A Dependência Pátrio de Vigilância Sanitária (Anvisa) aprovou o registro do medicamento Kisunla (donanemabe), indicado para o tratamento de comprometimento cognitivo ligeiro e demência ligeiro associados à doença de Alzheimer. Segundo a entidade, trata-se de um anticorpo monoclonal que se liga a uma proteína chamada beta-amiloide.

“Na doença de Alzheimer, aglomerados de proteína beta-amiloide formam placas no cérebro. O donanemabe atua ligando-se a esses aglomerados e reduzindo-os, retardando assim a progressão da doença”, explica a Anvisa.
Ainda de convenção com a filial, o donanemabe foi estimado em estudo envolvendo 1.736 pacientes com doença de Alzheimer em estágio inicial, que apresentavam comprometimento cognitivo ligeiro, demência ligeiro e evidências de patologia amiloide.

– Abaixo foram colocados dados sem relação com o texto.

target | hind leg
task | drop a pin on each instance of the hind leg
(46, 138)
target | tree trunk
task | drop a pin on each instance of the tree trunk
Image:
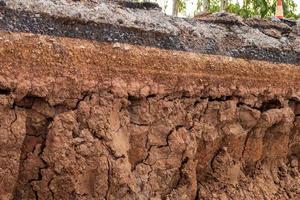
(224, 4)
(175, 8)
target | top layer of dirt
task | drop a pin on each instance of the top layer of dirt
(145, 24)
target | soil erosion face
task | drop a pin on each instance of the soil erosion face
(86, 113)
(84, 120)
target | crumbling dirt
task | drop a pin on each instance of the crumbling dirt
(87, 120)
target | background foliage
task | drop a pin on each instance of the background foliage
(246, 8)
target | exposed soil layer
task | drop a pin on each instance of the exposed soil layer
(145, 24)
(87, 120)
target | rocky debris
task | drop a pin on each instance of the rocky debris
(144, 24)
(88, 120)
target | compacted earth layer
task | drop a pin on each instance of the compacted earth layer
(84, 117)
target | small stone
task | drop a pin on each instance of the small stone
(116, 45)
(294, 163)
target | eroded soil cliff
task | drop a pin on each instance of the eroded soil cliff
(88, 119)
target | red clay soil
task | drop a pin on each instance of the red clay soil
(88, 120)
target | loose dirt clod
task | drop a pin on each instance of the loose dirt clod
(91, 115)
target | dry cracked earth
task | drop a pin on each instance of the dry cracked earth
(87, 118)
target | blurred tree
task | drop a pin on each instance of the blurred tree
(249, 8)
(178, 6)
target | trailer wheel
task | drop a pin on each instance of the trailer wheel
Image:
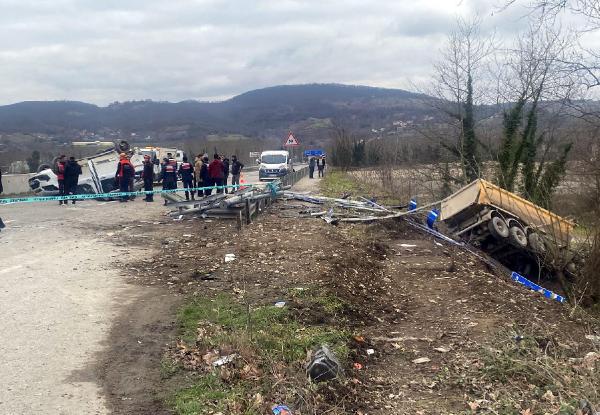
(498, 228)
(536, 243)
(517, 236)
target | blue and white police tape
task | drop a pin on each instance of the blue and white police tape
(533, 286)
(113, 195)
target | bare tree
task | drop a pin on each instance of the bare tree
(459, 73)
(536, 79)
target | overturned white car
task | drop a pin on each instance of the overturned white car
(98, 174)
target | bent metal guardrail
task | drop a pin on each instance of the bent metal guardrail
(114, 195)
(294, 177)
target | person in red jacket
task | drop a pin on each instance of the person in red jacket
(60, 175)
(216, 171)
(125, 172)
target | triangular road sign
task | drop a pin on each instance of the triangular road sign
(291, 141)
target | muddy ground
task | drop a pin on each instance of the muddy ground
(411, 298)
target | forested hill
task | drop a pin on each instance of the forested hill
(252, 113)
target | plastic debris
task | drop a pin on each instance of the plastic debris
(593, 338)
(323, 365)
(224, 360)
(281, 410)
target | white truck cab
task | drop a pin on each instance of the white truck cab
(274, 164)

O estudo analisou alterações na cognição e na função cerebral dos pacientes. Eles receberam 700 miligramas (mg) de donanemabe a cada quatro semanas nas três primeiras doses e, em seguida, 1.400 mg a cada quatro semanas (para 860 pacientes) ou placebo (uma infusão simulada para 876 pacientes), por até 72 semanas.
“Na semana 76 do estudo, os pacientes tratados com donanemabe apresentaram progressão clínica menor e estatisticamente significativa na doença de Alzheimer em verificação aos pacientes tratados com placebo”, destacou a Anvisa.
Contraindicação
O uso de donanemabe é contraindicado em pacientes que estejam tomando anticoagulantes, incluindo varfarina, ou que tenham sido diagnosticados com angiopatia amiloide cerebral (AAC) em sonância magnética antes de iniciar o tratamento. Os riscos nesses pacientes, segundo a filial, são considerados maiores que os benefícios.
Reações
As reações adversas mais comuns listadas pela Anvisa são relacionadas à infusão, que pode provocar febre e sintomas semelhantes aos da gripe, além de dores de cabeça.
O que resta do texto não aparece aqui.